Measuring based on business value
In order to solve the watermelon effect, companies need to change the paradigm for SLA metrics. Rather than only considering traditional specifications like responsiveness to incidents, component availability, and service restoration, consider each element in terms of how it affects the business. This will allow companies to measure based on factors that have a real effect on business goals, allowing them to come to more effective agreements.
• Don’t just use industry standard metrics – Industry standard metrics are important, but they aren’t enough. It is important to develop metrics to suit each individual company’s unique business needs. But be sure newly-defined service levels are realistic and measurable. Identifying more relevant key performance indicators to spot trends is critical to successful supplier agreements and to the company.
• Stay proactive – All companies should regularly evaluate their SLAs to ensure they are helping identify trends, problem areas and accurately reflect business realities. When it’s time for new contract negotiations, this information can then be used to develop stronger SLAs.
• Implement governance structure – A strong governance structure for managing SLAs is important. By building dedicated frameworks for analyzing SLA performance, creating new metrics, and negotiating contracts, companies can help ensure that performance remains strong. This can normally be accomplished using existing contract management or service management staff.
• Examine contracts holistically – By including IT, business leaders, and other departments during contract development and negotiations, company collaboration can help ensure that agreements meet the needs of the whole company.

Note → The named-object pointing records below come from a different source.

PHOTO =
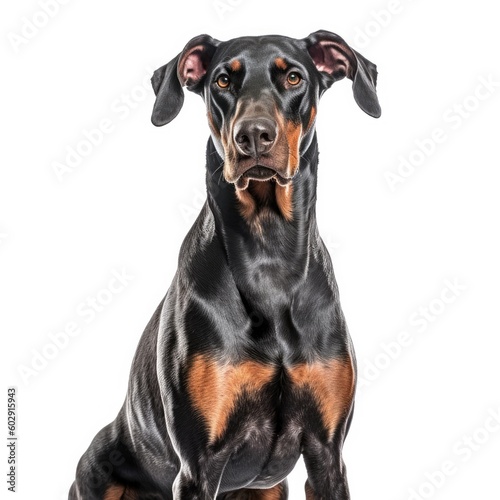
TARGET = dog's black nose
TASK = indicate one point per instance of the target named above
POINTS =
(255, 137)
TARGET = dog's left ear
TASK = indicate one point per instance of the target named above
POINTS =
(186, 69)
(335, 60)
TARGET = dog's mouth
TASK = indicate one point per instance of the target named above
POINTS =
(262, 174)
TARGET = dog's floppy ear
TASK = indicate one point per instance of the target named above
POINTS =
(187, 69)
(335, 59)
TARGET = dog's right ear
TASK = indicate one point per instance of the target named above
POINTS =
(187, 69)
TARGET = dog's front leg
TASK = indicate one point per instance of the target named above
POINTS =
(199, 481)
(327, 479)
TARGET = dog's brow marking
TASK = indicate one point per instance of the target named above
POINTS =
(215, 388)
(235, 65)
(280, 63)
(332, 386)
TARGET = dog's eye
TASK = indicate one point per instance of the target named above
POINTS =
(223, 81)
(293, 78)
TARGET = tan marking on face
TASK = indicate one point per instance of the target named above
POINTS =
(332, 386)
(293, 134)
(235, 65)
(312, 118)
(247, 204)
(280, 63)
(211, 123)
(284, 200)
(215, 388)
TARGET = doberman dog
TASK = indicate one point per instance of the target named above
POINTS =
(247, 362)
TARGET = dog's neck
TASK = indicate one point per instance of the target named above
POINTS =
(270, 242)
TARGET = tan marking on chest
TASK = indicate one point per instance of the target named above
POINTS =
(118, 492)
(284, 200)
(332, 386)
(215, 388)
(275, 493)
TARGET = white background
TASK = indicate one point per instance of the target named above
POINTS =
(131, 200)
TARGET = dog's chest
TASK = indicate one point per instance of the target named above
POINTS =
(242, 397)
(263, 410)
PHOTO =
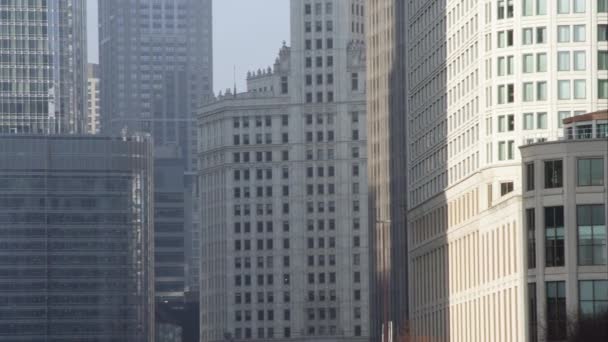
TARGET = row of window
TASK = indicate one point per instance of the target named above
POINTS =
(261, 280)
(261, 263)
(591, 235)
(589, 172)
(258, 121)
(261, 209)
(329, 26)
(329, 44)
(329, 61)
(566, 90)
(265, 156)
(318, 8)
(245, 227)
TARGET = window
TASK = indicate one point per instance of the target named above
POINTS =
(528, 93)
(563, 61)
(554, 236)
(541, 120)
(561, 115)
(500, 14)
(602, 33)
(531, 232)
(528, 121)
(528, 63)
(563, 89)
(556, 311)
(541, 7)
(578, 33)
(602, 59)
(541, 91)
(529, 176)
(532, 313)
(580, 89)
(528, 7)
(553, 174)
(506, 188)
(563, 33)
(501, 150)
(541, 62)
(541, 35)
(528, 36)
(602, 89)
(591, 227)
(579, 60)
(593, 297)
(563, 6)
(590, 172)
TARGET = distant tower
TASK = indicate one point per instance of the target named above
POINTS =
(283, 178)
(92, 122)
(53, 53)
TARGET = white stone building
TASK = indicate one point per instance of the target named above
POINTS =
(485, 77)
(92, 122)
(283, 183)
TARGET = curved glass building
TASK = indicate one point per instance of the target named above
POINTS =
(42, 66)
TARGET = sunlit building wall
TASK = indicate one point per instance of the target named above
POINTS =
(282, 172)
(485, 77)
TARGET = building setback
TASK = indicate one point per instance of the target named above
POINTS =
(43, 66)
(484, 78)
(282, 170)
(76, 234)
(156, 70)
(386, 127)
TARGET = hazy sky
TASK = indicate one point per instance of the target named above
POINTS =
(247, 34)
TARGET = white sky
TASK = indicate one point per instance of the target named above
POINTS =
(247, 35)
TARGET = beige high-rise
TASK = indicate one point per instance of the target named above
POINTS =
(483, 78)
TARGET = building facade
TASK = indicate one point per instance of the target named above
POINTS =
(42, 66)
(283, 181)
(386, 127)
(483, 78)
(76, 232)
(93, 123)
(564, 217)
(156, 70)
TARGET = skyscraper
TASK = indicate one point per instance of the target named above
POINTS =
(43, 59)
(76, 228)
(93, 121)
(484, 78)
(386, 127)
(156, 69)
(284, 190)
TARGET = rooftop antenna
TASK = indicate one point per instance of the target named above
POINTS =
(234, 79)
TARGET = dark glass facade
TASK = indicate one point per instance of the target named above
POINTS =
(156, 70)
(76, 238)
(42, 66)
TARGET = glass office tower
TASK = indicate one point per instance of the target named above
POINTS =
(42, 66)
(76, 233)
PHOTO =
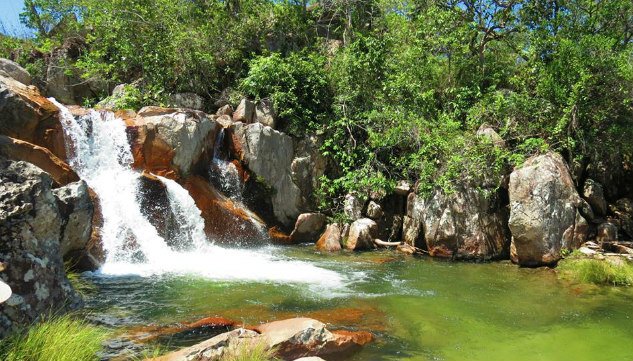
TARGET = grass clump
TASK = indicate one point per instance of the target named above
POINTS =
(247, 351)
(61, 338)
(600, 272)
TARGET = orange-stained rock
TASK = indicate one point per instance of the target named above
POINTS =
(16, 149)
(225, 221)
(206, 325)
(25, 114)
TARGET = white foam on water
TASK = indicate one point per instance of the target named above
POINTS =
(99, 152)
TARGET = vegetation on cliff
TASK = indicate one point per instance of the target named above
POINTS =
(397, 89)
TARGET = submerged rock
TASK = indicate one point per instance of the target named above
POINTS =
(290, 339)
(544, 211)
(30, 233)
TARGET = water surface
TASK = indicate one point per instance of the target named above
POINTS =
(419, 308)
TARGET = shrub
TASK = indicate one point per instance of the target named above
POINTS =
(60, 338)
(601, 272)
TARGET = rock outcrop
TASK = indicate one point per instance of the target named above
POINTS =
(13, 70)
(30, 230)
(26, 115)
(361, 235)
(330, 240)
(269, 155)
(16, 149)
(544, 216)
(170, 142)
(308, 227)
(75, 204)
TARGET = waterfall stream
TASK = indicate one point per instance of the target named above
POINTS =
(99, 152)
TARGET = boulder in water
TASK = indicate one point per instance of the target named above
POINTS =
(308, 227)
(361, 235)
(544, 211)
(330, 240)
(30, 232)
(245, 112)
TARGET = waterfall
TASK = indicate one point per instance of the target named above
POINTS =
(224, 172)
(190, 234)
(99, 152)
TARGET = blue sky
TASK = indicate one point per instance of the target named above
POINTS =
(10, 17)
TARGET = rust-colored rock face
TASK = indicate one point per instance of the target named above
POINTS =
(43, 158)
(225, 221)
(25, 114)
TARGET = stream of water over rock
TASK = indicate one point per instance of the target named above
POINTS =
(419, 309)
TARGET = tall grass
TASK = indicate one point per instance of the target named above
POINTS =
(601, 272)
(60, 338)
(249, 351)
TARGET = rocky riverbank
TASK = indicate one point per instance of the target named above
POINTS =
(542, 211)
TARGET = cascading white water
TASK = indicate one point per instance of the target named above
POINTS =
(99, 152)
(225, 172)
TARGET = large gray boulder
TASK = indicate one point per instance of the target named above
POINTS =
(30, 233)
(15, 71)
(544, 216)
(464, 224)
(361, 235)
(186, 133)
(269, 154)
(77, 209)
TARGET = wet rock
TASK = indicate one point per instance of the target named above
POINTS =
(361, 234)
(374, 211)
(353, 207)
(265, 113)
(623, 210)
(245, 112)
(75, 205)
(170, 142)
(594, 194)
(607, 232)
(41, 157)
(269, 154)
(187, 101)
(30, 227)
(543, 210)
(300, 337)
(330, 240)
(225, 221)
(26, 115)
(13, 70)
(307, 168)
(225, 110)
(308, 227)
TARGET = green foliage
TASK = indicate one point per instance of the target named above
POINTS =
(249, 351)
(60, 338)
(601, 272)
(396, 90)
(296, 84)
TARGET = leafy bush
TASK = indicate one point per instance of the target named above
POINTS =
(60, 338)
(296, 84)
(601, 272)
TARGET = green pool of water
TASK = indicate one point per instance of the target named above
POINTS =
(419, 308)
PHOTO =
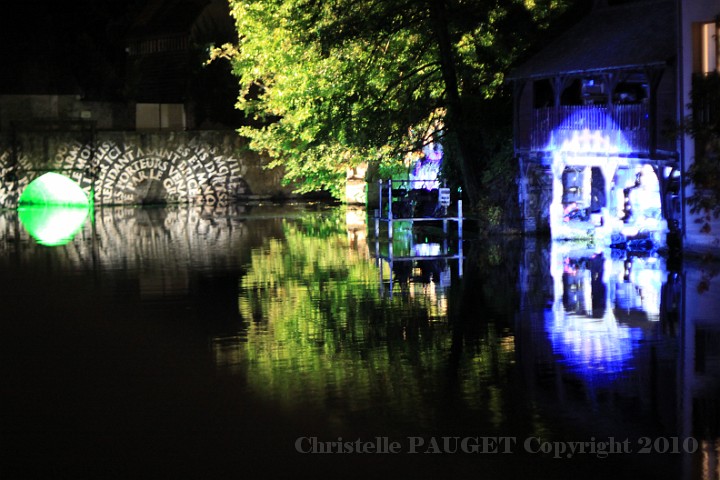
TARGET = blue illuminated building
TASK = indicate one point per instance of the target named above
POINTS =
(590, 113)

• Be more aggressive – Many companies are simply too passive when it comes to drafting contracts. All organizations should strive to fully understand what is being agreed upon and to ask for the provisions they need to meet business objectives. Clearly define each metric, the measurement data sources, tools, calculation, frequency and business priority weighting.
Negotiations with suppliers are a primary part of the IT organization’s role in a company and should be treated as such. It’s time to develop better ways to work with the business and address problems with SLAs. Smash the watermelon effect by defining and measuring SLAs based on their ability to meet business objectives – that is a true value of IT.